How I showed toxic waste cleanups take longer in marginalized parts of the Bay Area

Arieann Harrison talks with resident Antoine Mahan about his concern that truck traffic to and from the Hunters Point Naval Shipyard may be worsening air quality along Innes Avenue in San Francisco, where he lives.
(Photo by Audrey Mei Yi Brown/San Francisco Public Press)
My recent reporting on toxic waste cleanups — and the big disparities in how they’re handled — got its start from talking to people living and working in Bay Area communities that are overburdened with pollution and hearing time and again about how long it takes to get toxic sites cleaned up.
These cleanups, taking place in communities from Bayview-Hunters Point in San Francisco to East Palo Alto to Richmond, have lasted decades and, in some cases, generations. Advocates, residents and researchers all told me they believed that cleanups take longer in marginalized communities compared with privileged ones.
The cost of slow cleanups is often high. Though the type and severity of pollution varies
widely depending on the kind of contamination a site has sustained, slow cleanups can add to the cumulative pollution burden on nearby residents. In the worst cases, residents were likely exposed to highly toxic contaminants that contributed to a wide variety of ailments ranging from nausea and dizziness to cancer.
To see whether there were measurable disparities in cleanup times, I needed a database that tracked how long it took to remediate toxic sites. This didn't exist, so I had to build it. Because site cleanups can fall under the jurisdiction of one of three agencies, I first had to make a dataset of all sites in the region that merged the databases of those three agencies: the federal EPA’s national priorities list, the state Water Board’s Geotracker, and the Department of Toxic Substances Control’s EnviroStor. That full dataset contained more than 20,000 toxic site cleanups. From there, I needed the duration of every cleanup. But duration was not tracked. I used the coding environment R Studio to calculate durations based on cleanup start and end dates.
In some cases, I had to work out the start and end dates based on a case’s first and last recorded activities. I then used R Studio and the geographic information system mapping software QGIS to analyze how cleanup times changed across census tracts.
I found that cleanups took longer in marginalized communities.
But I realized I had a new problem: the sites were too dissimilar to make a fair comparison
between the durations in marginalized neighborhoods of color compared to whiter, wealthier ones. In large part due to the legacy of redlining, the most severely polluted sites were concentrated in marginalized communities. In many cases, those highly contaminated sites take longer to clean up than the less polluted sites in well-off neighborhoods. Instead, I had to find a comparable subset of sites. I consulted advocates with extensive experience with toxic cleanups. One source suggested I consider looking at underground storage tanks, a type of site that peppers communities of all stripes. Often relics of old gas stations, the tanks typically leak petroleum into the surrounding soil and groundwater.
Such leaks cause relatively minor pollution and there is a consistent protocol for cleaning these sites up. Identifying that comparable subset of sites enabled me to make a fair comparison between cleanup times in wealthy, white neighborhoods and working-class communities of color. And it showed even clearer disparities in cleanup durations than the full dataset of all sites.
In a follow-up story that replicated the region-wide analysis for San Francisco, I found cleanups take far longer in the city’s neighborhoods of color compared to its affluent, majority-white neighborhoods. The city’s racial disparities were more pronounced than those for other large cities nearby and the region at large.
This data reporting was guided by John Harden, my senior fellow in the Data Fellowship and a metro data reporter at the Washington Post. As the data editor on the project, his mentorship and instruction were essential in enabling me to complete it.
Throughout the reporting, I talked with longtime residents and advocates in communities
overburdened with pollution to get their reaction to my findings and questions. I found their intimate knowledge of their communities and longtime experience with the cleanup system invaluable in helping me figure out what was going wrong, and at what scale.
Here are a few of my takeaways from this reporting journey.

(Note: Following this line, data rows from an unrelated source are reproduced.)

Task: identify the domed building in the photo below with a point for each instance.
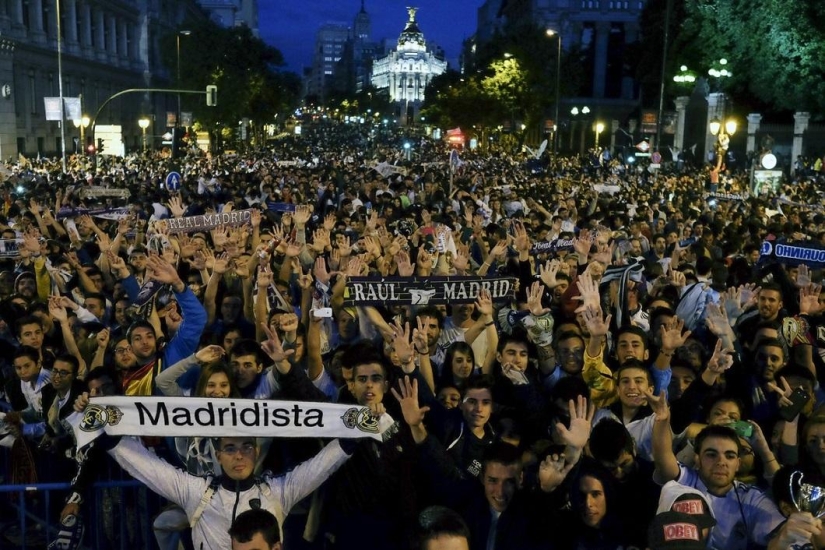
(407, 70)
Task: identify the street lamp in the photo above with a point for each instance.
(723, 132)
(82, 123)
(551, 32)
(177, 80)
(599, 130)
(144, 123)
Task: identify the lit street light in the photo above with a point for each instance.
(83, 123)
(144, 123)
(177, 80)
(551, 32)
(599, 130)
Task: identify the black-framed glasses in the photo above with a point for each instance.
(247, 449)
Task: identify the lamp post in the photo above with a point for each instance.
(144, 123)
(82, 124)
(599, 130)
(723, 133)
(177, 79)
(551, 32)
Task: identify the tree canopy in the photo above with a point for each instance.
(242, 66)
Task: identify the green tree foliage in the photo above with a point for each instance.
(775, 48)
(241, 65)
(511, 79)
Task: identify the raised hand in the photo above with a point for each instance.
(420, 337)
(221, 264)
(581, 417)
(659, 404)
(534, 295)
(809, 299)
(588, 293)
(672, 336)
(582, 243)
(424, 259)
(102, 338)
(783, 392)
(176, 207)
(461, 262)
(803, 276)
(721, 360)
(484, 303)
(162, 271)
(401, 343)
(329, 222)
(265, 277)
(522, 240)
(320, 271)
(407, 397)
(405, 267)
(255, 218)
(273, 348)
(210, 354)
(596, 326)
(56, 310)
(548, 273)
(717, 320)
(302, 214)
(552, 472)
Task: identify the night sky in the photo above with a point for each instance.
(290, 26)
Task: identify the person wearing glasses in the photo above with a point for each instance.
(212, 503)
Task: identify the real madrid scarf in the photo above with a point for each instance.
(622, 274)
(195, 416)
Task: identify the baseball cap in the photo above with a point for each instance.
(676, 497)
(694, 505)
(675, 531)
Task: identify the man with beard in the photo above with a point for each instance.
(636, 493)
(439, 339)
(746, 517)
(26, 286)
(186, 325)
(769, 307)
(462, 321)
(569, 347)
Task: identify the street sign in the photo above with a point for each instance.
(173, 181)
(112, 138)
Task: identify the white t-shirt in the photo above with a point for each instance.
(744, 514)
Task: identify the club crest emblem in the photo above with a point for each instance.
(96, 417)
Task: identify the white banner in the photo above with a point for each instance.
(206, 417)
(208, 221)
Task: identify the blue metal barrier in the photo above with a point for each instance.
(117, 513)
(124, 523)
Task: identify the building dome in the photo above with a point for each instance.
(411, 37)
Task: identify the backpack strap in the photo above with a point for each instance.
(207, 496)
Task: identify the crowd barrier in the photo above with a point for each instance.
(117, 513)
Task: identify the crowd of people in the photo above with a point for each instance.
(653, 382)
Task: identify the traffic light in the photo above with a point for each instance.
(178, 145)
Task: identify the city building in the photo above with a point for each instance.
(600, 31)
(106, 46)
(233, 13)
(330, 45)
(407, 69)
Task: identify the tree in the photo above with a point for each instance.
(242, 66)
(774, 49)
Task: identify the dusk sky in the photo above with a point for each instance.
(290, 26)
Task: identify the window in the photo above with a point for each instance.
(32, 93)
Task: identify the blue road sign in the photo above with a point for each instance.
(173, 181)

Talk to people close to the issue and be open about your process and questions. Tap their expertise, as much as they are willing to share it. Though they were hard to get, I found interviews with state regulators extremely helpful in confirming my findings and better understanding some of the contributing factors to the disparities in cleanup times.
Push to get interviews with the agencies or entities responsible for the
problem you’re investigating. Even if it takes months to get that interview, don’t settle for a statement. Treat their technical experts as valuable sources too, and don’t be afraid to
bounce your ideas off of them. For instance, I talked with state regulators to confirm that underground storage tanks were a comparable subset of sites that would make for a fair analysis.

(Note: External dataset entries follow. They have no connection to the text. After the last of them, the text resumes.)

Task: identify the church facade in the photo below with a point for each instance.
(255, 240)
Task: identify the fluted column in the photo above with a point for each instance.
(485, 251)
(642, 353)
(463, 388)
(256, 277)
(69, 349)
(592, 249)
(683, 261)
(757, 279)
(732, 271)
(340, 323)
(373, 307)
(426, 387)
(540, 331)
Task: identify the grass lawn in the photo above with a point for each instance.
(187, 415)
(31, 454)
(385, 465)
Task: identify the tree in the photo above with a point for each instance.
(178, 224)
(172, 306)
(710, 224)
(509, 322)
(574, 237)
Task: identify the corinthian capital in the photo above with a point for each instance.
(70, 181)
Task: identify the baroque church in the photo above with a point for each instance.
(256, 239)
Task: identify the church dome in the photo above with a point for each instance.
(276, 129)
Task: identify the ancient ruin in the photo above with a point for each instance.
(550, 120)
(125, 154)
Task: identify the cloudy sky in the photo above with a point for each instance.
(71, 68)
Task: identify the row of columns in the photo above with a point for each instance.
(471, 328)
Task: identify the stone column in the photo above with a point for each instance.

Seek republication with outlets that will help you reach your ideal audience. I wanted my story to reach people in Bayview-Hunters Point, a local working-class community of color affected by long cleanup times, and I also wanted to raise awareness of this local phenomenon with a national audience. Republication in the San Francisco Bay View National Black Newspaper and with Inside Climate News brought my story to these audiences.